Now, I’m the first to admit that this little plate is no great shakes as an example of the china-painter’s art. The colour has not been very skilfully applied, it is unglazed, and patches of blue are flaking off. Nor is the Coat of Arms completely true to the original granted posthumously to Mrs Cook in 1785.
The fluted edge and well of the plate have been painted an azure blue, imitating the colour of the shield on the original Coat of Arms. But the shield itself has been left white with a polar star in dark blue north and south (as opposed to gold on the original.) It has a square rather than scalloped upper edge, and is surrounded by a kind of blue mantling rather than flags, unlike the flags usually shown on depictions of Cook’s arms. The centre depicts the same hemisphere showing the Pacific Ocean, although the continents on the littoral are only crudely suggested. There is no red line showing the tracks of Cook’s three voyages, nor are the parallels of latitude or the meridians of longitude depicted.
Sadly, too, the crest and motto Circa Orbem (Around the Globe) and the main motto Nil Intentatum Reliquit (He left nothing unattempted) are both missing. In their place the artist, has put “The Arms of Capt. J. Cook” in black on a ribbon beneath the shield. The rim of the plate is inscribed: “Captain James Cook Royal Navy F.R.S. Britain’s greatest explorer and circumnavigator. He commanded H.M.B Endeavour on his Voyages. Died 1779”.

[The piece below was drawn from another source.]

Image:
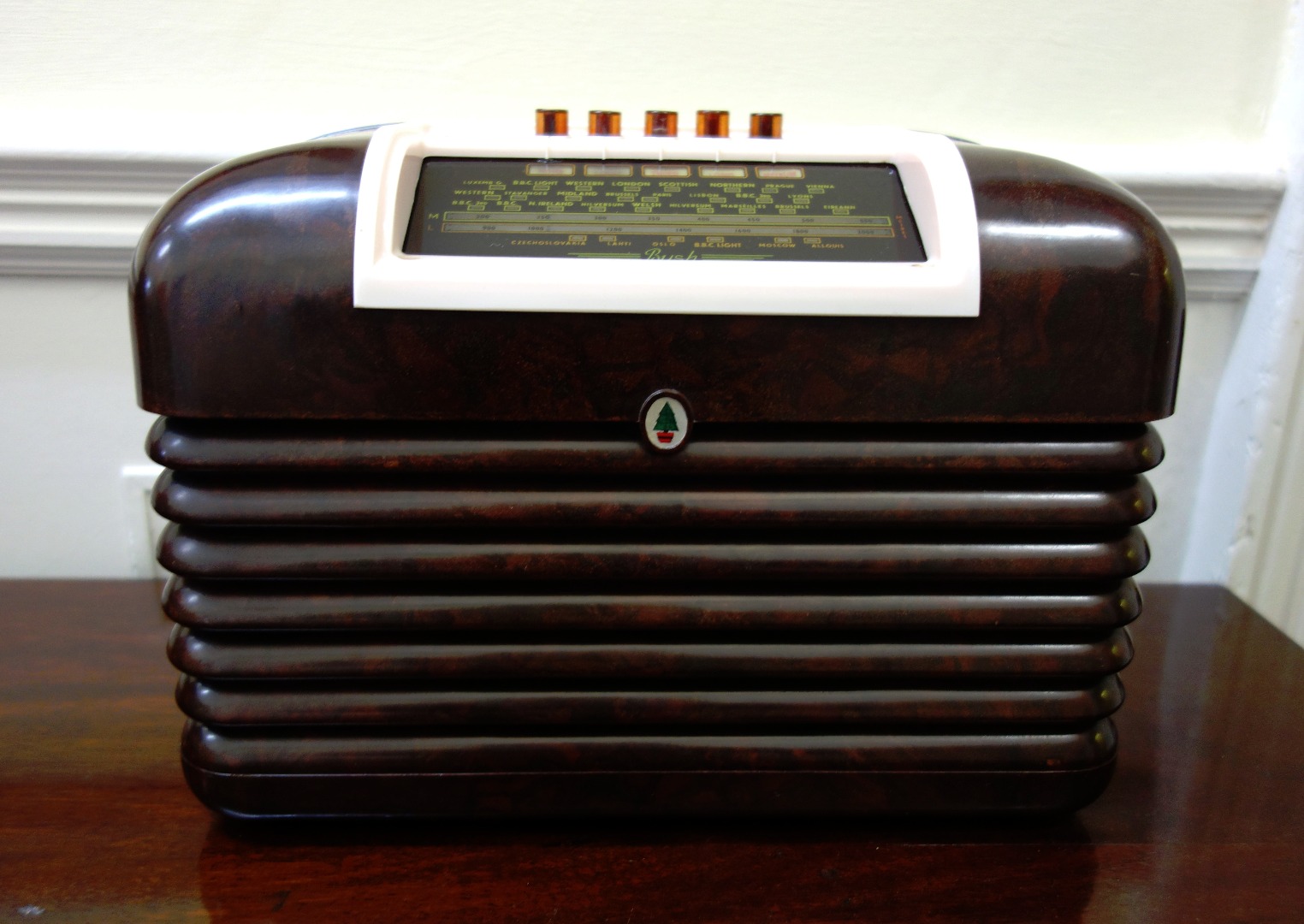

The artists has put his name on the inside rim of the plate near the end of the ribbon. His name appears to be J Hewings or possibly J Hewines.
Of course, Cook commanded Endeavour only on his First Voyage, not all of them as the inscription says. He was in Resolution for the subsequent two voyages. But for all its faults of history, heraldry and artistry, I find the plate curiously charming in its naivety—even rather moving.
As the anniversary approaches of Endeavour’s departure from Plymouth in August 1768, the old arguments between indigenous and immigrant populations about Cook’s achievements are stirring again in the South Pacific nations that arose in his wake. In Australia, for example, there’s been quite a debate about certain statues of Cook that state he “discovered” the territories of New South Wales and elsewhere. These lands, obviously, were discovered by their first indigenous inhabitants, and their descendants have every right to feel they’ve been “rendered invisible” by those who give that honour to the Captain. There’s probably a good case for placing an addendum on such statues: but I think to rewrite the inscriptions or even remove the statues altogether would be folly. They speak to their time and the people who made them. Historical understanding, as the director of the National Museum of Australia, Dr Mathew Trinca has remarked, “proceeds through a process of accretion, not erasure”.2
Nevertheless, the debates do testify to the continuing potency of Captain Cook as a symbol for all people touched by the subsequent histories of his voyages. And so does this little blue plate, painted with a representation of Cook’s Coat of Arms.
Here, in a remote corner of a garage in a suburb, some 17,000 kilometres from Plymouth, was found the testament of someone who sought – imperfectly, but with deep sincerity – to express an admiration of Cook’s greatness as an explorer. And who understood that, from Cook’s first European charting of the eastern seaboard of New Holland, began the modern history of the nation we call Australia and which is now part of us. All of us. Together.
Anthony Hill
References
- Hill, Anthony. Captain Cook’s Apprentice. Penguin. 2008. See Cook’s Log, page 47, vol. 33, no. 1 (2010).
- The Australian 16-17 September, 2017. Page 19.